Question #6 - Role of Causal Reasoning
6) What is the role of "causal" or physics based descriptions in understanding action? Is it more important for action than for statics? Are appearance/kinematic descriptions more or less appropriate than for the static case? [I am trying to get at the difference between just describing things as they "are" versus "why" they are that way. While the explanation based approaches have not become prominent in the interpretation of static imagery they seem to be more easily invoked for the understanding of video. Then again, the HMM approach to action description is purely based on what tends to happen, no mention of why.]
I think that the issue is not so much about whether our models are physical or not but rather whether they provide the necessary constraints. Whether physical or image-based, we need models of action that provide strong constraints on the interpretation of image events.
Such strong constraints are necessary for estimating image properties such as motion in complex scenes. They also provide concise descriptions of image events that can be used for recognition. An example of this is my work with Yaser Yacoob on the recognition of facial expressions from image motion. By formulating simple parameterized models of facial feature motions we were able to measure these motions reliably and exploit the changing parameter values for recognition.
The use of such strong models in general scenes raises the important,
and little addressed, issue of indexing. Given a set of models which may
explain an image event, how do we efficiently choose which model to use?
Moreover, if the model is scale dependent how do we select the appropriate
spatial and temporal scales?
Vision sciences traditionally take high-level vision to be concerned with static properties of objects, typically their identities, categories, and shapes. The relationships between these properties and visual features are correlational (not necessary or sufficient), leading to many proposals for how brains and computers may compute optimal discriminators for various sets of images. The success of these methods depends of course on coming close to the prior probability of all possible "natural" images, a distribution which nobody knows how to approximate.
Arguably, causal dynamic properties of objects and scenes are more informative, more universal and more easily computed. These properties- substantiality, solidity, contiguity, contact, and conservation of momentum -- are governed by simple physical laws at human scales and are thus consistent across most of visual experience. They also have very simple signatures in the visuo-temporal stream. But most importantly, since these properties are causal, we may find that a small number of qualitative rules will provide satisfactory psychological and computational accounts of much of visual understanding.
For example: There is a growing body of psychological evidence showing that infants are fluent perceivers of lawful causality and violations thereof.

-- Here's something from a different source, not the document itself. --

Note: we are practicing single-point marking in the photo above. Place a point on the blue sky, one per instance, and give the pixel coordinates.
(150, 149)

Spelke and Van de Valle found that nine-month old infants can make sophisticated judgments about the causality of action-sometimes before they can reliably segment still objects from backgrounds! Yet, only a handful of rules suffices to describe all the causal distinctions made by the infants.
Following this lead, I am exploring the hypothesis that causal perception rests on inference about the motions and collisions of surfaces (and proceeds independently of processes such as recognition, reconstruction, and static segmentation). I am building systems that use causal landmarks to segment video into actions, and use higher-level causal constraints to ensure that actions are consistent over time. Each system takes a video sequence of manipulative action as input, and outputs a plan-of-action and selected frames showing key events --- the "gist'' of the video --- useful for summary, indexing, reasoning, and automated editing. Gisting may be thought of as the "inverse Hollywood problem'' --- begin with a movie, end with a script and storyboard.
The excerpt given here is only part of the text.